How is retinoblastoma diagnosed?

Ophthalmologists use a number of tests to examine the retina to diagnose retinoblastoma. These include one or more eye exams performed when the pupil is dilated (opened wider than normal) with medicated eye drops, which enables the doctor to look through the lens and pupil to the retina and use a light to examine the inside of the eye, the retina, and the optic nerve. Depending on the age of the child, this exam may be done under anesthesia.

  • Ophthalmoscopy: An exam of the inside of the eye using a magnifying lens and light.
  • Slit-lamp biomicroscopy: An exam of the inside of the eye using a strong beam of light and a microscope.
  • Fluorescein angiography: A procedure looking at the blood vessels and the flow of blood inside the eye.

Ophthalmologists use a specialized test of blood or tissue in a child suspected of having retinoblastoma to detect mutations in the mRB1 gene.

Ophthalmologists may use one or more imaging tests including:

  • Ultrasound, which uses high-energy sound waves to create a picture (sonogram) of the inside of the eye
  • MRI (magnetic resonance imaging) or nuclear magnetic resonance imaging (NMRI), which uses a magnet and radio waves to make a series of detailed pictures of the inside of the eye
  • Computed tomography (CT) scan, which takes x-ray pictures of the inside of the head and neck as the child slides through the CT scanner while lying on a table.

 

How is retinoblastoma treated?

Cancer that is entirely within the eye and has not spread is called intraocular retinoblastoma. Most children are diagnosed when the disease is in this localized stage, and 90% are cured. When the tumor has spread beyond the eye and into the tissues surrounding it or to another part of the body, it is called extraocular retinoblastoma. Retinoblastoma is often curable when it is diagnosed early, but becomes more difficult to treat if not found and treated in the early stages. Whenever possible, ophthalmologists design treatments with the aim of preserving a child’s sight.

Ophthalmologists determine a course of treatment for the disease based on the size and location of the tumor.

For small, localized tumors treatment may include:

  • Laser surgery
  • Cryotherapy (the localized use of extreme cold produced by liquid nitrogen or argon gas)
  • Radiation (see below)

Larger tumors may be treated with:

  • Radiotherapy: Ophthalmologists may use a type of internal radiotherapy called brachytherapy, in which surgeons stitch small radioactive plates (plaques) in place directly over the tumor, then leave these in place for a few days. If a tumor is large or has not responded to other treatments, ophthalmologists may treat the whole eye with radiotherapy.
  • Surgery: In some cases surgeons may have to remove the eye, a procedure called enucleation.
  • Chemotherapy: Doctors may use chemotherapy drugs to shrink a tumor before they use more targeted treatments.
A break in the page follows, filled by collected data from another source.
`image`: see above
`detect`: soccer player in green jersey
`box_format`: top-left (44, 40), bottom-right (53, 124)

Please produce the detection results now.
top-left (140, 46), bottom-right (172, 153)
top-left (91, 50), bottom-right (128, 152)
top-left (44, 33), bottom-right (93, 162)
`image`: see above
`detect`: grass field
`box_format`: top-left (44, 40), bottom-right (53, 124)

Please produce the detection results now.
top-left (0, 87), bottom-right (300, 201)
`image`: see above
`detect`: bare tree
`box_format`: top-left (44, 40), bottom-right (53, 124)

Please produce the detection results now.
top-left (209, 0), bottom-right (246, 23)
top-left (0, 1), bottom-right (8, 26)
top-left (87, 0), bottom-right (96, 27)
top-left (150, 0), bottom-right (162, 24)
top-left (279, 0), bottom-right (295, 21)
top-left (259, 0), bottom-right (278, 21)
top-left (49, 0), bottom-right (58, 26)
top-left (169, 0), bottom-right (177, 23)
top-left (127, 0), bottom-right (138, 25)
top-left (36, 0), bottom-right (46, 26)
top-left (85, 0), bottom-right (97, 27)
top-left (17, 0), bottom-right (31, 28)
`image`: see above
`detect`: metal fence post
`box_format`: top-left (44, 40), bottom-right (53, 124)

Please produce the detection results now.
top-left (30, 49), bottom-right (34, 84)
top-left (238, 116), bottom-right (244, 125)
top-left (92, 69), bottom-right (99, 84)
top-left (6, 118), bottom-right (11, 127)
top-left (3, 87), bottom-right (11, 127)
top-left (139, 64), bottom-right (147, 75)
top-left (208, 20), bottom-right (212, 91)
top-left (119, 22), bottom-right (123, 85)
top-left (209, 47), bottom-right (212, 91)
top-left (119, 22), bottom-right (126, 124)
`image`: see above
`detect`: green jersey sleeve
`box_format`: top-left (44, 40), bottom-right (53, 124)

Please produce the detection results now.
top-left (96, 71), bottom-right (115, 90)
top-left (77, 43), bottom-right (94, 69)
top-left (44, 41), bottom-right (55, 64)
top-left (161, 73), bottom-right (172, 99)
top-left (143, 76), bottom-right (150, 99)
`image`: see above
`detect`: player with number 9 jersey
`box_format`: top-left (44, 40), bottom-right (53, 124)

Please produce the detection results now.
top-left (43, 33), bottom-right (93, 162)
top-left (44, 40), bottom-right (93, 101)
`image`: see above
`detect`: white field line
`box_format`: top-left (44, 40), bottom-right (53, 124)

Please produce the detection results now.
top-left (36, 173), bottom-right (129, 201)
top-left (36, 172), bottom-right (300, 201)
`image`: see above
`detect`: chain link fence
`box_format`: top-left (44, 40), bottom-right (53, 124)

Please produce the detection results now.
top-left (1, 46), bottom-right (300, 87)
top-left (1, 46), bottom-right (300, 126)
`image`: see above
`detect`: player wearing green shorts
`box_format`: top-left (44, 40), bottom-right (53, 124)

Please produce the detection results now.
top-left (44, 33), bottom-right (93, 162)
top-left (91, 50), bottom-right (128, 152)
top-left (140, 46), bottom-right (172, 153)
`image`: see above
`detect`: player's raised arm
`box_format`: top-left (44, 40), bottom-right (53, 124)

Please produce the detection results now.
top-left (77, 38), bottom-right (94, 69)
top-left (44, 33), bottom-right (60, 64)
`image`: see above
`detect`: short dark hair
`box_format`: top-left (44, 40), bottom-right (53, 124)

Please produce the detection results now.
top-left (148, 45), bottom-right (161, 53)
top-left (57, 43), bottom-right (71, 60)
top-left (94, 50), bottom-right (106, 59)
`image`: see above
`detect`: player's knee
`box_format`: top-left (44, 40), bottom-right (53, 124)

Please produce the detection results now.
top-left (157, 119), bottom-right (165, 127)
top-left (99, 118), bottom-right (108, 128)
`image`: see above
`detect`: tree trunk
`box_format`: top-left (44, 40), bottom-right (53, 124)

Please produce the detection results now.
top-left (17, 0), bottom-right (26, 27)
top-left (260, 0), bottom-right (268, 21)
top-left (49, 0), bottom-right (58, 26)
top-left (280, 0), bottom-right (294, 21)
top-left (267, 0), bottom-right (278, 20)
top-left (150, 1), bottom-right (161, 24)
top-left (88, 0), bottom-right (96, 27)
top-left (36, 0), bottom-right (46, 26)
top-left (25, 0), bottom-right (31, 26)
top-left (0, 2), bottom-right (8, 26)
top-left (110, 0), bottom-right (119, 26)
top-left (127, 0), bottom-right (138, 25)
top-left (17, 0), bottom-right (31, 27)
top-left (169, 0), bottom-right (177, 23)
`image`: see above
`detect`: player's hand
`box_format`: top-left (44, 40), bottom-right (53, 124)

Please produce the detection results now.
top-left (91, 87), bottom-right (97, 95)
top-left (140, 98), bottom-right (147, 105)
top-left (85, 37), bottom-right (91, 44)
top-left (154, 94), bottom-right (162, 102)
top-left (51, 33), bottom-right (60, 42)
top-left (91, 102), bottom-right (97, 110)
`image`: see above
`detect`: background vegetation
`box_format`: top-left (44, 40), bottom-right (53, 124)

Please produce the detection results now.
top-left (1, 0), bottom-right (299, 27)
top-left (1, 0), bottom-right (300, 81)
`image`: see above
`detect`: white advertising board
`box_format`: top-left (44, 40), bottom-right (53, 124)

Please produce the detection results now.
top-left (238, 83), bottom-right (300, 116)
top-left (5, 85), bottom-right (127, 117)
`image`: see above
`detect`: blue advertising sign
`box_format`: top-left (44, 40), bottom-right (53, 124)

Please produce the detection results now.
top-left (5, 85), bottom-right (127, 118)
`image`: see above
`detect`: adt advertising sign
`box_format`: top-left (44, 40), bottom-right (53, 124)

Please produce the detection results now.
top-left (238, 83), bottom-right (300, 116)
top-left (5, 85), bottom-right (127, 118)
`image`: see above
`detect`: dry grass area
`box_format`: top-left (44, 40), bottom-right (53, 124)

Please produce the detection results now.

The chemotherapy may be introduced into the affected eye through a nearby blood vessel (artery); this is called intra-arterial chemotherapy.

Doctors sometimes devise a course of treatment that includes a combination of these approaches.

 

What is the recommended follow-up for a child with retinoblastoma?

Children who have been diagnosed and treated for heritable retinoblastoma may develop new tumors for a few years, so ophthalmologists schedule regular eye exams every 2 to 4 months for at least 28 months after the completion of treatment. A child who has retinoblastoma in one eye and a family history of the disease may be screened regularly using MRI.

Child with a family history of retinoblastoma should have regular eye exams beginning early in life to check for retinoblastoma, unless it is known that the child does not have the RB1 gene change. Early diagnosis of retinoblastoma may mean the child will need less intense treatment. Brothers or sisters of a child with retinoblastoma should have regular eye exams by an ophthalmologist until age 3 to 5 years, unless they are known not to have a RB1 gene mutation.